The Iranian Parliament became a forum for character bashing at the highest echelons on Sunday as two of the country’s leading politicians let their private antipathy for one other go glaringly public in one of the greatest shows of internal disorder in the history of the regime, Arab dailies report.
“Iran: Ahmadinejad and Larijani exchange accusations in heated parliamentary session,” reads the headline in the Saudi-owned London-based daily A-Sharq Al-Awsat. During a session of parliament, Iranian President Mahmoud Ahmadinejad played a tape recording of a voice that sounded like Fazel Larijani — the brother of his rival Iranian Parliament Chairman Ali Larijani and the head of the judiciary, Sadeq Larijani — demanding bribes from one Saeed Mortazavi in exchange for political support from him and his brother.
Mortazavi is Iran’s deputy prosecutor-general and a close confidant of Ahmadinejad’s. He is facing a judicial investigation and impeachment for his alleged role in the killings of protesters who were arrested during the demonstrations that followed Ahmadinejad’s re-election as president in 2009. Ahmadinejad believed that playing the recorded conversation would help exonerate Mortazavi and expose the entire Larijani family as a group of corrupt conspirators.

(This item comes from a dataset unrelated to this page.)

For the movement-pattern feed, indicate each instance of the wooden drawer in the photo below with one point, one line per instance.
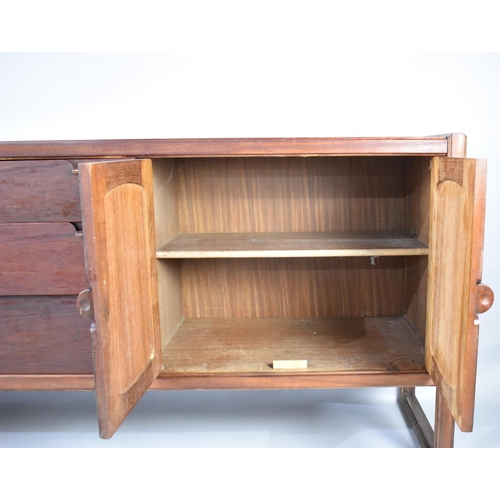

Ali Larijani is considered a front-runner to replace Ahmadinejad as president of Iran in this June’s national elections. Under his chairmanship, parliament has proved exceedingly obstructive to Ahmadinejad and his initiatives. Just this past Sunday, parliament voted to strip Labor Minister Abdolreza Sheikholeslami of his duties over his decision to promote Mortazavi to a new position within the government.
According to another report in the Doha-based media network Al-Jazeera, the tape Ahmadinejad played was mostly inaudible and, in order to prove his point to parliament, he was forced to read a summary of the transmission aloud. This, in turn, gave Ali Larijani a platform to launch an attack of his own against the president.
After denying that the tape recording had any connection to his brother or anyone else in his family, Larijani said, “Ahmadinejad depends on the help of the mafia. He does not respect any form of morality.” He went on to accuse the president of unleashing what he called a hoax because of his refusal to stop the dismissal of the labor minister.
The Cairo-based Al-Masry Al-Youm reports that Ahmadinejad, then on the defensive, said in response that “Larijani hinders the work of the government by rescinding decrees already decided on by the ministers.”
‘Israel will be knocked into a coma’
As Syria continues to try to muster a response to last week’s alleged aerial assault by the Israeli Air Force, Iranian representatives are promising that whatever Syrian President Bashar Assad decides, “it will knock Israel into a coma.”
Whatever Syrian President Bashar Assad decides, ‘it will knock Israel into a coma’
Israeli leaders, however, remain unfazed by such blusterous statements. The London-based Al-Quds Al-Arabi asserts that Iran’s huffing and puffing may be the result of fear over reports that the Israeli military is planning on establishing a buffer zone 16 kilometers into Syrian territory to prevent Syrian rebels from launching attacks on the Golan Heights.
Iran maintains a center for intelligence gathering merely 11 kilometers from the Israeli border that would likely be captured in an Israeli assault. A-Sharq Al-Awsat quotes an a report in the Israeli daily Maariv that the establishment of the security zone would be in cooperation with local villages on the Syrian side and that Israel would try to avoid having a huge military presence there.
The London-based Al-Hayat quotes an Israeli military source who says that “the IDF Northern Command has a plan which assumes that Assad will not longer be the president of Syria. There is a fear of seeing terrorist elements seeking to approach the security fence. . . The buffer zone will allow us to see them coming.”